Other diseases, conditions, and disorders that have the potential to be treated or prevented, in whole or in part, by the inhibition of the A2a and/or A2b adenosine receptor(s) are also candidate indications for the compounds of the invention and salts thereof. Non-limiting examples of other diseases, conditions or disorders in which a compound of the invention, or a pharmaceutically acceptable salt thereof, may be useful include the treatment of hypersensitivity reaction to a tumor antigen and the amelioration of one or more complications related to bone marrow transplant or to a peripheral blood stem cell transplant. Thus, in another embodiment, the present invention provides a method for treating a subject receiving a bone marrow transplant or a peripheral blood stem cell transplant by administering to said subject a therapeutically effective amount of a compound of the invention, or a pharmaceutically acceptable salt thereof, sufficient to increase the delayed-type hypersensitivity reaction to tumor antigen, to delay the time-to-relapse of post-transplant malignancy, to increase relapse-free survival time post-transplant, and/or to increase long-term post-transplant survival.

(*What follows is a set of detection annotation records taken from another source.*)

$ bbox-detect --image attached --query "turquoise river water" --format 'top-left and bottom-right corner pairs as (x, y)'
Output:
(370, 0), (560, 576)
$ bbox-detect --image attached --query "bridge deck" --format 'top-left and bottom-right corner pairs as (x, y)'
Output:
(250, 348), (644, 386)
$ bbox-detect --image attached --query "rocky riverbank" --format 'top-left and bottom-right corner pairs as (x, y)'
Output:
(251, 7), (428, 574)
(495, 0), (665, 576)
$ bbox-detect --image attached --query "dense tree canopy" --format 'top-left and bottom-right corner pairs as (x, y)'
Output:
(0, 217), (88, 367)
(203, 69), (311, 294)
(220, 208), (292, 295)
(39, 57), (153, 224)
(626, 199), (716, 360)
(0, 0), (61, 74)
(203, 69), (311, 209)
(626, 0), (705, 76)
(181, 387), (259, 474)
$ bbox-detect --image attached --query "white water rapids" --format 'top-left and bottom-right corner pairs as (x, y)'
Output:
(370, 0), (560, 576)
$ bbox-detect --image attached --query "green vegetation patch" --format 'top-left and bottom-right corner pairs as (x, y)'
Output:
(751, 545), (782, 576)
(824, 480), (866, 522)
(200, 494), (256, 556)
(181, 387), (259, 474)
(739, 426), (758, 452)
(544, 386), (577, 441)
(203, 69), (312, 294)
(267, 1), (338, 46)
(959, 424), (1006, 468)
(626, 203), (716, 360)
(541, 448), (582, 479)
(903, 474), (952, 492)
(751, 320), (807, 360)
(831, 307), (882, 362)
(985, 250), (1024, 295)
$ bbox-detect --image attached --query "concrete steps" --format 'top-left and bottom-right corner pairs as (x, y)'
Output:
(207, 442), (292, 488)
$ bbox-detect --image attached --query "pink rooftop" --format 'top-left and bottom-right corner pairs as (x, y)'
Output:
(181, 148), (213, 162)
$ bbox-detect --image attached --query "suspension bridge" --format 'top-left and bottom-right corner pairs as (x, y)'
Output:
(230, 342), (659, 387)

In another aspect, the present invention provides methods for the use of a compound of the invention, or a pharmaceutically acceptable salt thereof, (or a pharmaceutically acceptable composition comprising a compound of the invention or pharmaceutically acceptable salt thereof) in combination with one or more additional agents. Such additional agents may have some adenosine A2a and/or A2b receptor activity, or, alternatively, they may function through distinct mechanisms of action. The compounds of the invention may be used in combination with one or more other drugs in the treatment, prevention, suppression or amelioration of diseases or conditions for which the compounds of the invention or the other drugs described herein may have utility, where the combination of the drugs together are safer or more effective than either drug alone. The combination therapy may have an additive or synergistic effect. Such other drug(s) may be administered in an amount commonly used therefore, contemporaneously or sequentially with a compound of the invention or a pharmaceutically acceptable salt thereof. When a compound of the invention is used contemporaneously with one or more other drugs, the pharmaceutical composition may in specific embodiments contain such other drugs and the compound of the invention or its pharmaceutically acceptable salt in separate doses or in unit dosage form. However, the combination therapy may also include therapies in which the compound of the invention or its pharmaceutically acceptable salt and one or more other drugs are administered sequentially, on different or overlapping schedules. It is also contemplated that when used in combination with one or more other active ingredients, the compounds of the invention and the other active ingredients may be used in lower doses than when each is used singly. Accordingly, the pharmaceutical compositions comprising the compounds of the invention include those that contain one or more other active ingredients, in addition to a compound of the invention or a pharmaceutically acceptable salt thereof.

The weight ratio of the compound of the present invention to the second active ingredient may be varied and will depend upon the effective dose of each ingredient. Generally, an effective dose of each will be used. Thus, for example, when a compound of the invention is used in combination with another agent, the weight ratio of the compound of the present invention to the other agent may generally range from about 1000:1 to about 1:1000, in particular embodiments from about 200:1 to about 1:200. Combinations of a compound of the present invention and other active ingredients will generally also be within the aforementioned range, but in each case, an effective dose of each active ingredient should generally be used.

Given the immunosuppressive role of adenosine, the administration of an A2a receptor antagonist, an A2b receptor antagonist, and/or an A2a/A2b receptor dual antagonist according to the invention may enhance the efficacy of immunotherapies such as PD-1 antagonists. Thus, in one embodiment, the additional therapeutic agent comprises an anti-PD-1 antibody. In another embodiment, the additional therapeutic agent is an anti-PD-L1 antibody.